Nigeria: il n'y aura pas de nouveau report des élections

Par La rédaction

Abuja (AFP)

Les élections présidentielle et parlementaires au Nigeria ne seront pas à nouveau reportées au-delà du 28 mars, a déclaré lundi le conseiller à la sécurité du président, Sambo Dasuki, à l'initiative d'un premier report de six semaines de ces scrutins.

La date des scrutins, intialement prévue le 14 février et reportée samedi, "ne sera pas changée à nouveau", a déclaré M. Dasuki à l'AFP.

M. Dasuki avait été le premier à réclamer le report des élections, estimant que les forces de sécurité, mobilisées contre le groupe islamiste armé Boko Haram dans le Nord-Est, ne pourraient pas assurer la sécurité des électeurs sur l'intégralité du territoire.

Son argument avait été très critiqué, notamment parce que l'armée n'est pas censée être garante de la sécurité des élections au Nigeria.Les soldats ne sont censés intervenir qu'en renfort de la police en cas de débordements. 

Lors d'un entretien accordé lundi à l'AFP, M. Dasuki a déclaré que les élections ont finalement été reportées pour s'assurer que les habitants du Nord-Est, où Boko Haram s'est emparé de pans entiers de territoires, puissent se rendre aux urnes en toute sécurité.

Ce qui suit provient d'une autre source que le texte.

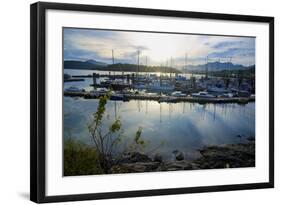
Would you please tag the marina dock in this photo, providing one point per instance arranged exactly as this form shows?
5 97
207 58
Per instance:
171 99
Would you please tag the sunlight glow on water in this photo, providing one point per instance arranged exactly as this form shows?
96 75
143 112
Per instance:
182 126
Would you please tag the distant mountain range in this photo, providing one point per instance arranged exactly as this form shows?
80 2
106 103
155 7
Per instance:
216 66
97 65
84 65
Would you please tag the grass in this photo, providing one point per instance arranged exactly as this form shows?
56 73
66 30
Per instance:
80 159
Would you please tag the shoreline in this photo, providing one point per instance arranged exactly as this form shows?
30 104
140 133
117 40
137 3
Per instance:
239 155
159 98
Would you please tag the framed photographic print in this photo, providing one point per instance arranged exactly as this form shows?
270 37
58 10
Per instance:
129 102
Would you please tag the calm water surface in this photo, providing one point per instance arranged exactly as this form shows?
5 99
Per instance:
182 126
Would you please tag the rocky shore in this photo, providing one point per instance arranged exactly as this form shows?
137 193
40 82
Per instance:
212 157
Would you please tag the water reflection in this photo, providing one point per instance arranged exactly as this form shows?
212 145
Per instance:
183 126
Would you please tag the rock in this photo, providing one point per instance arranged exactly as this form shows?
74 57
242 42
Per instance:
157 158
231 156
179 165
251 139
135 167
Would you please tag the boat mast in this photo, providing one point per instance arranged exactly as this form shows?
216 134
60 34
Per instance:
113 63
146 69
138 65
171 69
185 63
206 75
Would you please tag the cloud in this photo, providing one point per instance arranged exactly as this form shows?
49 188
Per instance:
158 47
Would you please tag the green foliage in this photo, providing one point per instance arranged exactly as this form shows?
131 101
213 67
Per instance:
80 159
105 142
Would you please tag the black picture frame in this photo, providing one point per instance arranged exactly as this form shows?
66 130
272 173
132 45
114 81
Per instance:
38 100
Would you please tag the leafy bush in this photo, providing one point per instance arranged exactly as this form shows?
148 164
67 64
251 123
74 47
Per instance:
80 159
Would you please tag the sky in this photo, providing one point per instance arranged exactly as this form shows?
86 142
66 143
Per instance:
156 48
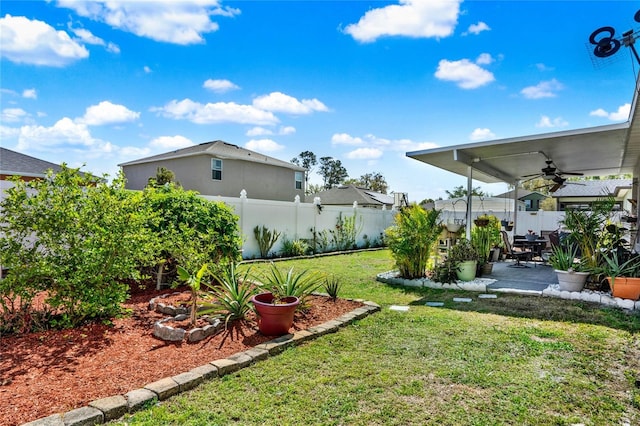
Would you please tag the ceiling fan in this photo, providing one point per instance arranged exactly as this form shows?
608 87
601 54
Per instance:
552 173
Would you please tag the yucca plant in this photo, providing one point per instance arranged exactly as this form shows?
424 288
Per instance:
233 291
290 283
193 281
332 286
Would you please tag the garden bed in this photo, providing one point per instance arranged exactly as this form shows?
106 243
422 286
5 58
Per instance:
56 371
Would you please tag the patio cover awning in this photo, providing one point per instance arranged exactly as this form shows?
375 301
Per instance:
595 151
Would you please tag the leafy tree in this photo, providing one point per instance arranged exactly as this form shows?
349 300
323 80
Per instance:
75 237
163 176
332 172
461 191
191 230
306 159
412 239
373 181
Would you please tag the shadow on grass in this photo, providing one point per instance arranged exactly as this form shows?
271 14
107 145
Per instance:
534 307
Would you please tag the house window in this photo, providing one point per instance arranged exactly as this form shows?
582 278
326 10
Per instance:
216 169
299 179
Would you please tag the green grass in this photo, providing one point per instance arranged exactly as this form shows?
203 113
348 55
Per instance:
513 360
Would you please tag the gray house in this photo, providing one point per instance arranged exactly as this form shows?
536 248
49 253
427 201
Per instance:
345 195
220 168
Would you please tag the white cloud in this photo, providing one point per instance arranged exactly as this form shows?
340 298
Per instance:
345 139
219 112
87 37
258 131
409 18
179 22
287 130
622 114
37 43
279 102
481 134
544 89
30 94
107 113
464 73
484 59
364 154
263 145
220 86
13 115
477 28
547 122
168 143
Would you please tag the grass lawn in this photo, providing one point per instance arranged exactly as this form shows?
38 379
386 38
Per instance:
515 360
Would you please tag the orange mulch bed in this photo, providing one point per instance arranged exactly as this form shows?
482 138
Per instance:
56 371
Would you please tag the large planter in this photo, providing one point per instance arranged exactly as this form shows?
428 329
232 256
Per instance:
571 280
467 270
274 319
625 287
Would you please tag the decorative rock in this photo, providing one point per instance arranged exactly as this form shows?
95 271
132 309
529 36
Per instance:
207 371
112 407
83 416
188 380
164 388
53 420
399 308
139 399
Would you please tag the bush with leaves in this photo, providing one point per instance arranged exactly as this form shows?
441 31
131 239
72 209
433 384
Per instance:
412 239
191 230
76 237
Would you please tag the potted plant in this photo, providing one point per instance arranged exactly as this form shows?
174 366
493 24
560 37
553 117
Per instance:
465 257
622 270
288 291
571 273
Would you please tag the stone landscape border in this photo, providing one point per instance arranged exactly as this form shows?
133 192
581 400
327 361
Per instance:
480 285
113 407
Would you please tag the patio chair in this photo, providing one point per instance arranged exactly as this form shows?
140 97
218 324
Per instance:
516 253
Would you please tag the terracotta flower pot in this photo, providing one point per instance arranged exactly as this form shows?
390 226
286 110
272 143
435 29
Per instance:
274 319
625 287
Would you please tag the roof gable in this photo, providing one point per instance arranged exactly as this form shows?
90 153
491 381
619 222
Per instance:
217 149
13 163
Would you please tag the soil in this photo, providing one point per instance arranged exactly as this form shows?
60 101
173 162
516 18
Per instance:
58 370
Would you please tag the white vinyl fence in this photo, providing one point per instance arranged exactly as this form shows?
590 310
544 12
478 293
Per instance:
298 220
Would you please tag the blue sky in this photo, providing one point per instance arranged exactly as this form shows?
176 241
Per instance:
105 82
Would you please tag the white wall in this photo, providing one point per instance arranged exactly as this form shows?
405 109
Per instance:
296 220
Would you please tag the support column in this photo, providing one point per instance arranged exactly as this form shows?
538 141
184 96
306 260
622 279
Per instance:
469 198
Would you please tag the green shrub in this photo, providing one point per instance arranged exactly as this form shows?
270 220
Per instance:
412 239
291 248
266 239
191 230
76 237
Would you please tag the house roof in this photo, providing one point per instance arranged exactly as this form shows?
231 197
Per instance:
13 163
217 149
522 193
347 194
596 151
593 188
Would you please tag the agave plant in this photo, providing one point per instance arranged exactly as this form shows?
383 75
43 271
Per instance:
290 283
233 291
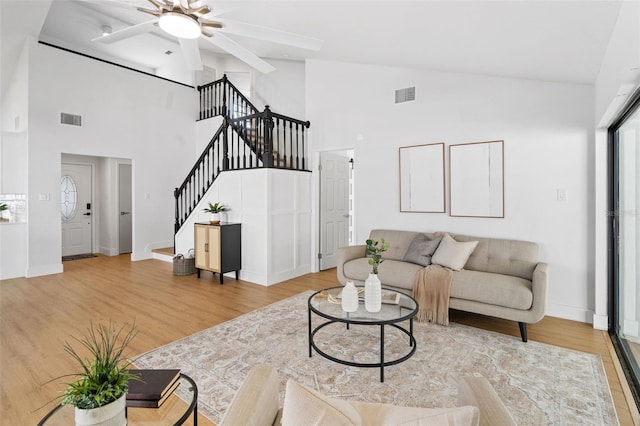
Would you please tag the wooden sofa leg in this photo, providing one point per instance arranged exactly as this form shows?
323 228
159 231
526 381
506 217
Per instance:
523 331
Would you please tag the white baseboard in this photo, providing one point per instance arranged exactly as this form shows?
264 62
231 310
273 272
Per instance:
600 322
570 312
38 271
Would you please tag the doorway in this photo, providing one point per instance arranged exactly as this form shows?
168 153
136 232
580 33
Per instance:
336 205
76 194
625 240
124 203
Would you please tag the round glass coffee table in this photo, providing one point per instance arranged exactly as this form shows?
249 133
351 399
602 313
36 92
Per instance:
173 411
326 304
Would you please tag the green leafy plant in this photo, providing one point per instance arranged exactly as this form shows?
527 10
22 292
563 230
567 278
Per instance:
215 208
104 377
376 252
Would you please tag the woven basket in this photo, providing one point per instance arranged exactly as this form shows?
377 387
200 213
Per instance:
183 265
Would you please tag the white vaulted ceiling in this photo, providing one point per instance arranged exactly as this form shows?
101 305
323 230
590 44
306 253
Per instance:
543 40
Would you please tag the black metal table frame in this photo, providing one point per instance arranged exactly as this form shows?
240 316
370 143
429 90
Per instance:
192 409
392 322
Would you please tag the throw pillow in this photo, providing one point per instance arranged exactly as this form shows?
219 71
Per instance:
453 254
421 249
304 406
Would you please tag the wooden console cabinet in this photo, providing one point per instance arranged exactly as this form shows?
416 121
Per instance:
218 248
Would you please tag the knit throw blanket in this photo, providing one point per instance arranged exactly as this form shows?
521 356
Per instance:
431 290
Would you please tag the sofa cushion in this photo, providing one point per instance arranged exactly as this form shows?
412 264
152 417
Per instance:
394 273
304 406
509 257
492 289
453 254
421 249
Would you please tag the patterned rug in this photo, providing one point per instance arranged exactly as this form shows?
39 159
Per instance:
540 384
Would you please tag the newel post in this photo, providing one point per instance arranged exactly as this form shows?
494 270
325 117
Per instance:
225 86
267 158
225 143
176 195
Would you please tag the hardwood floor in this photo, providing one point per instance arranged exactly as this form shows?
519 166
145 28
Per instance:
39 314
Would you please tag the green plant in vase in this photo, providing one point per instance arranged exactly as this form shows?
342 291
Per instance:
215 210
104 376
375 253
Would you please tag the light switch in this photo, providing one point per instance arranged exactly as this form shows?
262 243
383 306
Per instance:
563 194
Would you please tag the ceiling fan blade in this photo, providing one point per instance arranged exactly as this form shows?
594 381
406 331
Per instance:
269 34
134 30
191 53
246 56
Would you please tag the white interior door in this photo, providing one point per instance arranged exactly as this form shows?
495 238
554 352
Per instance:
75 208
334 207
124 203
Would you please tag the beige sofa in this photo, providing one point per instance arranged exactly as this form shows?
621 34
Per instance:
501 278
256 403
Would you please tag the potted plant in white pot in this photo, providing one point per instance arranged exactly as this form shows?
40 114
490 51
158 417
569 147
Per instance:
100 391
372 285
215 210
3 207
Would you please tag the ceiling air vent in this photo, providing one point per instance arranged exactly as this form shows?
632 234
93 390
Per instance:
406 95
71 119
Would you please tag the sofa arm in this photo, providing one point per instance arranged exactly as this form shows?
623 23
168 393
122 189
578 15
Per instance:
540 285
345 254
256 402
477 391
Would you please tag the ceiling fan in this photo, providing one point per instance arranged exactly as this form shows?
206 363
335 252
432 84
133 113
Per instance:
186 20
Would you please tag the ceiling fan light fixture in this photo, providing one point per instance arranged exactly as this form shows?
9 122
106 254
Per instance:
179 25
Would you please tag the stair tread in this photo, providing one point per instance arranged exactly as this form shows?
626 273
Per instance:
164 250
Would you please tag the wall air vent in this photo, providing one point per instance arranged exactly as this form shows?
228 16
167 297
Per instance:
406 95
71 119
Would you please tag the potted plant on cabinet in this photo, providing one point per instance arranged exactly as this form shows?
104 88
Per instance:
100 391
215 210
3 208
372 285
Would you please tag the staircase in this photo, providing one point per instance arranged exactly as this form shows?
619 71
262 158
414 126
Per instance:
246 139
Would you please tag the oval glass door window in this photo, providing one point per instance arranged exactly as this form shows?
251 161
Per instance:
68 198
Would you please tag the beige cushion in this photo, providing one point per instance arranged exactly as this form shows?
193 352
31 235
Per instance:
492 289
421 249
304 406
453 254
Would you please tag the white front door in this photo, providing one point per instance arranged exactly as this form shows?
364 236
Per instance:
124 202
334 207
76 208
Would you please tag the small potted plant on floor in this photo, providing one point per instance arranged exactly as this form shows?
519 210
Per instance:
215 210
100 391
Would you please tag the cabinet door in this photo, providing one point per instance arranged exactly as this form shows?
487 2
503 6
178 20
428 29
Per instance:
214 248
201 247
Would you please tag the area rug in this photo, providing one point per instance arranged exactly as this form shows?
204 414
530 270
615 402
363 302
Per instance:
540 384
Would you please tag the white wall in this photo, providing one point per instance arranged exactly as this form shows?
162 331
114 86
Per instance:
125 114
547 129
274 208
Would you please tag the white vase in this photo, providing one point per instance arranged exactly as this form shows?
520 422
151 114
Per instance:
349 297
372 293
112 414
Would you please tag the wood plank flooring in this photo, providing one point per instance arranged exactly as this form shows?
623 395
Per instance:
38 314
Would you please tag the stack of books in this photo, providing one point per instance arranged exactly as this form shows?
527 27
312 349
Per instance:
152 387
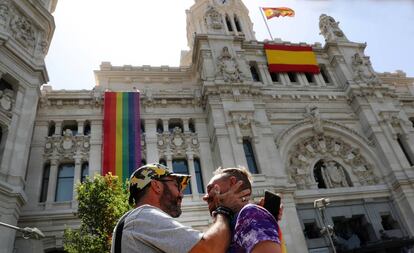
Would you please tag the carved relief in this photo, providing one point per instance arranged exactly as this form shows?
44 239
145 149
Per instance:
23 31
303 155
177 143
67 146
4 13
363 71
228 67
6 100
329 28
213 19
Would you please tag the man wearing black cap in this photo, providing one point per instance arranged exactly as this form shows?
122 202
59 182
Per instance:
150 227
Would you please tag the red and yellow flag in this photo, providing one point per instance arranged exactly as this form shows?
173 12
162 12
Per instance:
285 58
278 12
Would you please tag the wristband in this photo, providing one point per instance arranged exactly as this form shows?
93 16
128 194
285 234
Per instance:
227 212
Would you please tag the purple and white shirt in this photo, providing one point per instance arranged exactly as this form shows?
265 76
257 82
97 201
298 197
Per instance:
252 225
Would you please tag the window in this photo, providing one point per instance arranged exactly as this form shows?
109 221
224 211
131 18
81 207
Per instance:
254 72
324 73
310 77
52 128
64 185
160 126
251 161
71 125
237 23
228 23
199 175
292 77
163 162
311 230
84 171
173 123
142 124
317 174
405 148
45 183
87 128
388 223
180 166
275 77
191 125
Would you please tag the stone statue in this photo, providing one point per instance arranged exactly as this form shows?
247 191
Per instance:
4 12
363 71
213 19
228 67
329 28
334 175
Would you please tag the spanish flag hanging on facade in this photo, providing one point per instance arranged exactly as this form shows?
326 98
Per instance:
285 58
122 134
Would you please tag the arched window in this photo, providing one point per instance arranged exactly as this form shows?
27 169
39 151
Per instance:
84 171
180 166
228 23
160 126
237 23
87 128
251 160
199 175
406 149
71 125
64 184
51 129
254 72
45 183
191 126
317 174
324 73
173 123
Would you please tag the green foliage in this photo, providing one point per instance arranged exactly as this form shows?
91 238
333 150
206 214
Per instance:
102 201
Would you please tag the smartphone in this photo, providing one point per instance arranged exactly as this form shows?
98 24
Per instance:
272 203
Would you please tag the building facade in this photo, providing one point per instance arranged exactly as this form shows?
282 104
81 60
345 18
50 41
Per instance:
345 134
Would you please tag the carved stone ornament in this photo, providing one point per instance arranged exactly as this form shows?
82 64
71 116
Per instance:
67 146
363 71
23 31
6 99
4 13
329 28
177 143
305 154
213 19
228 67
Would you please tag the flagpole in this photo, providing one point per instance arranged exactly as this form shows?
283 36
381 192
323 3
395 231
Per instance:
264 19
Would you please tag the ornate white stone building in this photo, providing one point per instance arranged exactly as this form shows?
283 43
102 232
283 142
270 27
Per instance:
345 134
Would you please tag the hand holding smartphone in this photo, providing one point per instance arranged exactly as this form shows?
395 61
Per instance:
272 203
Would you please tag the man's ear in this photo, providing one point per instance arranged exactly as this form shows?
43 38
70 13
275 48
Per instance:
155 186
233 180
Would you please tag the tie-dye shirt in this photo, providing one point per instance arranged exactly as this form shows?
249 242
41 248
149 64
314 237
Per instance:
253 224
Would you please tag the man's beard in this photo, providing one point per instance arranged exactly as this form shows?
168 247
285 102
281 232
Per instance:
169 204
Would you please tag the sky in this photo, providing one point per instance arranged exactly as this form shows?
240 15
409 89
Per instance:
137 32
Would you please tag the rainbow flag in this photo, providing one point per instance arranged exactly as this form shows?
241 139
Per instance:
286 58
122 134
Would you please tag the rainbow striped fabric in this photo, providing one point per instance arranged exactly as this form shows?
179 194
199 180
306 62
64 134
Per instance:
289 58
122 134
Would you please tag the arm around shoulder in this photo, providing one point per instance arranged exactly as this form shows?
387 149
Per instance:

Selon l'opposition et plusieurs observateurs, l'administration du président Goodluck Jonathan a poussé pour un report du scrutin afin d'avoir le temps de donner un coup de fouet à la campagne du président sortant, candidat à sa réélection, en perte de vitesse par rapport à son principal adversaire, l'ex-dictateur militaire Muhammadu Buhari.

M. Dasuki a rejeté ces motivations politiques.

"Tout le monde n'agit pas pour des raisons égoïstes.Certains d'entre nous ont une conscience", a-t-il déclaré.

De plus, le report du scrutin pourrait favoriser le Congrès progressiste (APC, opposition), a-t-il avancé, puisque, si le Nord-Est est plus sûr, il y aura un meilleur taux de participation dans ce fief de l'APC.

Selon M. Dasuki, l'opération militaire en cours dans cette région, à laquelle participent les pays voisins du Nigeria, pourrait marquer un tournant décisif dans la lutte contre Boko Haram.

L'armée nigériane a souvent été critiquée pour son inefficacité dans la lutte contre le groupe islamiste, dont l'insurrection dure depuis six ans.